Os trabalhadores e trabalhadoras da EBSERH em Goiás, lotados no HC/UFG, chegaram nesta segunda-feira, 06 de abril, ao 8º dia de greve, mantendo a mobilização em defesa de reposição inflacionária mais ganho real nas cláusulas econômicas, e aplicação das cláusulas sociais. Nas duas propostas apresentadas pela empresa, foi oferecido aos trabalhadores primeiramente 80% do INPC e, na última rodada, 100% do INPC, sem ganho real, além das cláusulas sociais.

O diretor jurídico do SINTSEP-GO, Alexandre Coutinho, fez um resgate do movimento grevista e das rodadas de negociação com a EBSERH, reforçando a importância da unidade da categoria neste momento decisivo.

Também esteve presente o advogado Welton Marden, da assessoria jurídica do SINTSEP-GO, que esclareceu dúvidas e ofereceu segurança jurídica aos empregados e empregadas da empresa pública sobre os desdobramentos da ação no Tribunal Superior do Trabalho (TST) e os possíveis cenários da negociação.

De acordo com o advogado, a audiência de conciliação marcada pelo TST é um momento-chave para a construção de uma saída para o impasse:

“Se ele chamou para uma conciliação, é para resolver a greve. E a greve eu resolvo discutindo direito. Pode ser que amanhã as coisas andem, ou ele chame para outra negociação – embora os juízes falem que quarta-feira vai ter uma decisão – enfim, pode ser que haja uma proposta, ou não. Agora, se chegar no limite de não ter o consenso – das partes não se ajustarem, mesmo sendo um dissídio de greve – o juiz pode, sim, dar uma decisão econômica e social. Ele pode, por exemplo, manter o 100% do INPC”, considerou o advogado Welton Marden, da assessoria jurídica do SINTSEP-GO.

Categoria mantém greve cumprindo determinação do TST

Mesmo após a concessão de liminar pelo TST, no último dia 2 de abril, a categoria em Goiás decidiu manter a greve no HC/UFG, cumprindo integralmente o teor da decisão judicial, que determinou a manutenção de 80% do efetivo mínimo nas áreas assistenciais e administrativas.

O SINTSEP-GO tem orientado os trabalhadores a respeitar rigorosamente a decisão do Tribunal, garantindo a prestação dos serviços essenciais à população ao mesmo tempo em que preserva o direito constitucional de greve e a luta por melhores condições de trabalho.

Audiência de conciliação no TST e expectativa da categoria

Nesta terça-feira, 07 de abril, está marcada para as 11 horas uma audiência de conciliação no TST. Estarão presentes representantes de entidades nacionais, como a CONDSEF/FENADSEF, membros do Tribunal e da EBSERH, com o objetivo de buscar uma saída consensual para a greve.

A expectativa é de que, a partir dessa audiência, possa surgir uma proposta concreta que atenda, ainda que parcialmente, às reivindicações dos trabalhadores.

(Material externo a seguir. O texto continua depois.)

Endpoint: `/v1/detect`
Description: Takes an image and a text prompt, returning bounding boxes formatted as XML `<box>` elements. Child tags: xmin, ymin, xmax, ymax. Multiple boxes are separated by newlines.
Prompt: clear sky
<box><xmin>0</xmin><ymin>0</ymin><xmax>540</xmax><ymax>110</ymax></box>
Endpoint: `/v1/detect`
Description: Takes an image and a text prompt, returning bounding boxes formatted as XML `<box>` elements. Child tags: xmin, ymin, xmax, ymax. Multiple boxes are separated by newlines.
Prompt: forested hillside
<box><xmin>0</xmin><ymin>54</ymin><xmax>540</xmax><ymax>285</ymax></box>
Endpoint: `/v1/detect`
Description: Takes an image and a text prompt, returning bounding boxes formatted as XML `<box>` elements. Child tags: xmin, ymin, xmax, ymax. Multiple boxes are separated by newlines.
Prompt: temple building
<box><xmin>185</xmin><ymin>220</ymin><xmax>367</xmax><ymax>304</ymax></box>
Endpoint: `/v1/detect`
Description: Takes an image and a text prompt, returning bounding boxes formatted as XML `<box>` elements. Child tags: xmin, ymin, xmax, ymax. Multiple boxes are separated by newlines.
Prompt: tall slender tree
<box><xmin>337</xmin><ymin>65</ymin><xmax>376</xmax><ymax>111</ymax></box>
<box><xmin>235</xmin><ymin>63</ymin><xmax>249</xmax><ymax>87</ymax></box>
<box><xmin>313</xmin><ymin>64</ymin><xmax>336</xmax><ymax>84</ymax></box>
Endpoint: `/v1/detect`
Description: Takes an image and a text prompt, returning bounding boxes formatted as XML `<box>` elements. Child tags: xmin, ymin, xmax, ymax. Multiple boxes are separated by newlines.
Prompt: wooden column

Como ressaltou o advogado Welton Marden, qualquer encaminhamento que envolva proposta da empresa deverá ser analisado junto à categoria, em respeito ao caráter coletivo da decisão.

Respeito, dignidade e valorização: o que a categoria exige

Os trabalhadores e trabalhadoras da EBSERH em Goiás seguem firmes na luta por respeito, dignidade e valorização profissional. Durante a pandemia, muitos foram chamados de “heróis”, mas, na prática, nunca tiveram esse reconhecimento traduzido em condições dignas de trabalho e de remuneração.

O objetivo central do movimento permanece o mesmo: 100% do INPC + ganho real, em respeito à dignidade e à valorização dos empregados e empregadas da EBSERH, que atuam diretamente na assistência à população e na sustentação do SUS.

O SINTSEP-GO reforça que permanece aberto ao diálogo e à negociação, sempre em defesa dos direitos da categoria e de um serviço público de qualidade para toda a sociedade.

Enquanto a solução definitiva não é construída, o sindicato segue ao lado dos trabalhadores e trabalhadoras, oferecendo suporte jurídico, político e organizativo, e reafirmando que nenhum direito será abandonado.